Villa Ephrussi de Rothschild

2024

1 Av. Ephrussi de Rothschild, 06230 Saint-Jean-Cap-Ferrat

Hélène Delprat, A Displaced Person

 

With the support of the Académie des Beaux Arts

Curating : Nathalie Amae

 

 

 

 

 

Find out more about La Villa Ephrussi de Rothschild 

Les enfants terribles, 1950 © Jean-Pierre Melville
Les enfants terribles, 1950 © Jean-Pierre Melville

Hélène Delprat

A Displaced Person

Video installation - 2h15" - color

An original installation by Hélène Delprat based on the film work Nicole Stéphane, A Displaced Person, mounted in 2018.

 

“Nicole Stéphane was born Nicole de Rothschild in 1924. She was an actress, director and producer, but here I’ve chosen to focus more on her fighting, rebellious and resistant nature. “She ran away to Portugal at the age of 16 because she wanted to be a photographer, then joined the army in England, the war, the landings, the interview with Ben Gourion at the creation of the State of Israel. Always the passion, always the courage. War, wars. Never fear. Then she began producing: from Rossif to Franju, whose assistant she was, from Marguerite Duras to Susan Sontag. Her major project was Luchino Visconti’s impossible adaptation of La recherche du temps perdu.

Her last film was shot in Sarajevo during the war, while Susan Sontag staged En attendant Godot in Sarajevo. Here, then, is a portrait of a displaced person, as she liked to define herself.
H.D

 

2024 marks the 100th anniversary of the birth of Nicole de Rotschild, the 160th anniversary of the birth of Béatrice Ephrussi de Rothschild and the 90th anniversary of the bequest of the Villa and its collections to the Académie des Beaux-arts in 1934.

 

For the past four decades, Delprat’s polymorphous practice has questioned the human condition, life and death through a body of work in multiple media and “what she doesn’t know how to do”: video, theater, installation, real or fictitious interviews and radio creations. Her practice, nourished by an encyclopedic logic, compiles archives from heterogeneous sources. Her works, a sort of gritty book of hours or “encyclopedia of disorder”, form a sprawling constellation of references to literature, cinema, radio, philosophy, Internet databases, archived narratives and art history. She works on notions of recording, memory and identity, transmuted by an infinite curiosity, and creates a Museum of Titles. She tries to save herself from herself, she says, to get away from herself, and speaks of the Renaissance concept of Serio Ludere (to play seriously).
She likes to quote Fischli & Weiss, Joan Jonas, Mike Kelly, Paul Mac Carthy, Barnett Newma or Pierre Huygue… She photographs herself and, in her studio, creates solo moments of “experimentation with the body under influence”.
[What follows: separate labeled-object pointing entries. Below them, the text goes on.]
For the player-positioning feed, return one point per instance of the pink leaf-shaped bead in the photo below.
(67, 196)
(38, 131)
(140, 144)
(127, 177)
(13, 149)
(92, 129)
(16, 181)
Her films are sometimes theatrical, combining economy of means and excessive effects, sometimes completely serious portraits, sometimes homages to B or Z films, or montages of film archives. They form a body of work in which strangeness and reality intermingle. She does “her thing”, i.e. what she has to do, without giving any answers to ethological questions as she transforms.